Marshal's handling of floats

parki · July 9, 2006, 6:34am

I was thinking about writing a patch to modify how Marshal handles
floats, right now it dumps them using sprintf(3) and stores the
resulting string in the Marshal stream. I’d like to see it handle
floats the same way that Array#pack does:

[400.53].pack(‘g’).length == 4
[400.53].pack(‘G’).length == 8

while

Marshal.dump(400.53).length - 3 == 22
(and is slower, to boot)

I want to make sure, though, that this would be an acceptable patch.
I can’t think why it would be OK for Array#pack to work this way and
not Marshal, but is there any particular reason why it can’t be done?
Obviously it would break backwards compatability with older Marshal
dumps, but I don’t think they’re often used for long-term storage,
are they?

– Brian P.

parki · July 9, 2006, 7:41am

On Sun, 9 Jul 2006, Brian P. wrote:

Marshal.dump(400.53).length - 3 == 22
(and is slower, to boot)

I want to make sure, though, that this would be an acceptable patch. I can’t
think why it would be OK for Array#pack to work this way and not Marshal, but
is there any particular reason why it can’t be done? Obviously it would break
backwards compatability with older Marshal dumps, but I don’t think they’re
often used for long-term storage, are they?

– Brian P.

i’ve never tried to use marshaled data across a big and little endian
machine

but this would break it. consider drb: if you had a mac and a linux
box
talking on the wire you might see

harp:~ > ruby -e’ puts
[1.44417819733316e-41].pack(“g”).reverse.unpack(“g”)[0].to_i ’
42

which could be confusing. then again maybe i’m overlooking something.

cheers.

-a

parki · July 9, 2006, 9:21am

Hi Ara,

The ‘g’ and ‘G’ flags for Array#pack/String#unpack are in network
byte order, so they’re in a platform-independent format, as far as I
know. I actually tested this by Packing a couple thousand floats on
my Mac, sending them in UDP packets and unpacking them on my AMD64
desktop, they all came across correctly.

– Brian

parki · July 10, 2006, 1:55am

Hi,

In message “Re: Marshal’s handling of floats”
on Sun, 9 Jul 2006 13:31:59 +0900, Brian P.
[email protected] writes:

|I was thinking about writing a patch to modify how Marshal handles
|floats, right now it dumps them using sprintf(3) and stores the
|resulting string in the Marshal stream. I’d like to see it handle
|floats the same way that Array#pack does:
|
|[400.53].pack(‘g’).length == 4
|[400.53].pack(‘G’).length == 8
|
|while
|
|Marshal.dump(400.53).length - 3 == 22
|(and is slower, to boot)
|
|I want to make sure, though, that this would be an acceptable patch.

There are issues:

pack(‘g’) would not work on non-IEEE floating machines.
changing marshal format in incompatible way causes a lot of
troubles, so that it should be avoided if possible.

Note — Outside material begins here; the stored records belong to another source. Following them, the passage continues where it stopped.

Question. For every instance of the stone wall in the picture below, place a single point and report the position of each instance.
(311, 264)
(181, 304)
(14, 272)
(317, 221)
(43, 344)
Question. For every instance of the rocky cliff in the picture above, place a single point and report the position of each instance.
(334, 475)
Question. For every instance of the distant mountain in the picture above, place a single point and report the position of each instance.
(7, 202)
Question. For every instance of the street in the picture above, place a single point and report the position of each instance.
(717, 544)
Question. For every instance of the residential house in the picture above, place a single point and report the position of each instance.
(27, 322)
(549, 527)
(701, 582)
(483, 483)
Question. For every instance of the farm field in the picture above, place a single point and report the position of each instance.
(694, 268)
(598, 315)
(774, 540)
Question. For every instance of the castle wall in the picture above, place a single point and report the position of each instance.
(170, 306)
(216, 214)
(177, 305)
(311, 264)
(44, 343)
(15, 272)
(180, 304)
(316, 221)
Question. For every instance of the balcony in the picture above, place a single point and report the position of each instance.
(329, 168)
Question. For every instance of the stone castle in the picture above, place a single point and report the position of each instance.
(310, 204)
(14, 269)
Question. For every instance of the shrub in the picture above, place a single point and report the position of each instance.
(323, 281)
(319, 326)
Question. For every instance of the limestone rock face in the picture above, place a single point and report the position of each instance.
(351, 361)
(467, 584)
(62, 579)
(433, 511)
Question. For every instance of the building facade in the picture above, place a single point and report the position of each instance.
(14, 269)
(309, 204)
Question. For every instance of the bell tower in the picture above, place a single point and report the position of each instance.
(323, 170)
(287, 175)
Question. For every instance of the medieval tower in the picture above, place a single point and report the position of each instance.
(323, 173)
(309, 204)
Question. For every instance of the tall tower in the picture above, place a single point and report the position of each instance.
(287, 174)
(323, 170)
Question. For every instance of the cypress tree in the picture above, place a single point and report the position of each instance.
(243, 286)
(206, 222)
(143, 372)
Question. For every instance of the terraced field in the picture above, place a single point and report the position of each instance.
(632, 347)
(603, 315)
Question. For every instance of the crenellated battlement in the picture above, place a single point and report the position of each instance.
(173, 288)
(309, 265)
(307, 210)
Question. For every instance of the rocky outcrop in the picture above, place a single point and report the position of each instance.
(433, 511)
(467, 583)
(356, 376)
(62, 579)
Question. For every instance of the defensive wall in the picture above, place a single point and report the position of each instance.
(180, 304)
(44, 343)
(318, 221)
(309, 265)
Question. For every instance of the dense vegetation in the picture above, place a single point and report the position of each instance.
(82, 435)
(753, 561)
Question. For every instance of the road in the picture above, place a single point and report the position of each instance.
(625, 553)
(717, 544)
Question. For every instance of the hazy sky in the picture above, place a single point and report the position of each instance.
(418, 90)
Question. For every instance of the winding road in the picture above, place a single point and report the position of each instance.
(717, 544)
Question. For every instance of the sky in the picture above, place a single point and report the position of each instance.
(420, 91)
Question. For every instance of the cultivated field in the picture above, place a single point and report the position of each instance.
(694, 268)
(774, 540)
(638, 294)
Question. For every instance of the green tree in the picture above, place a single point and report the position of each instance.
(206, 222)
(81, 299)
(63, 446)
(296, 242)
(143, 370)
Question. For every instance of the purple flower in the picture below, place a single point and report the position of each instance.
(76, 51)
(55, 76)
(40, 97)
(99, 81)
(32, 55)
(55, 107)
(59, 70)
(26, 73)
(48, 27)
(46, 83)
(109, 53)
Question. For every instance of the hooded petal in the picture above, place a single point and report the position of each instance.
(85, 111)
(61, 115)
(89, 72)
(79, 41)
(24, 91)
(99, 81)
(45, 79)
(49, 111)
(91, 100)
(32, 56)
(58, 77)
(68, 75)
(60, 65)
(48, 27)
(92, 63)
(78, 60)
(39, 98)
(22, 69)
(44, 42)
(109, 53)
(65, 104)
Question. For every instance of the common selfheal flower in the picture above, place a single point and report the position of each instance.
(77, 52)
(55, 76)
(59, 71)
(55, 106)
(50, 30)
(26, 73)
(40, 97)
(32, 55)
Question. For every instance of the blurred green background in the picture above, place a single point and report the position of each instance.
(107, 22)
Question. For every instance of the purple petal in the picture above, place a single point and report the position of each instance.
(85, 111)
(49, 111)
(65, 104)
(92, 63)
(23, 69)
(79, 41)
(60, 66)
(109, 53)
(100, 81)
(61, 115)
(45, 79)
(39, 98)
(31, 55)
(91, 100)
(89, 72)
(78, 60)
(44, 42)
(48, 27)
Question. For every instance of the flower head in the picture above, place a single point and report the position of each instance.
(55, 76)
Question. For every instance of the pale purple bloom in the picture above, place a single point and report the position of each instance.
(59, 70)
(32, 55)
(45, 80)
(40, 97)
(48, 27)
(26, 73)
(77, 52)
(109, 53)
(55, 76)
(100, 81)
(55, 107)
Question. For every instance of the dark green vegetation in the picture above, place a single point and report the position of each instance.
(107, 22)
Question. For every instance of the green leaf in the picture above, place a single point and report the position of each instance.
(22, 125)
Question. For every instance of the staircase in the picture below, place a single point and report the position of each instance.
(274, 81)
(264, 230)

I think we can merge it for 1.9 (if we address IEEE754 issue).

						matz.

parki · July 10, 2006, 2:14am

On Jul 9, 2006, at 5:52 PM, Yukihiro M. wrote:

|
There are issues:

pack(‘g’) would not work on non-IEEE floating machines.

changing marshal format in incompatible way causes a lot of
troubles, so that it should be avoided if possible.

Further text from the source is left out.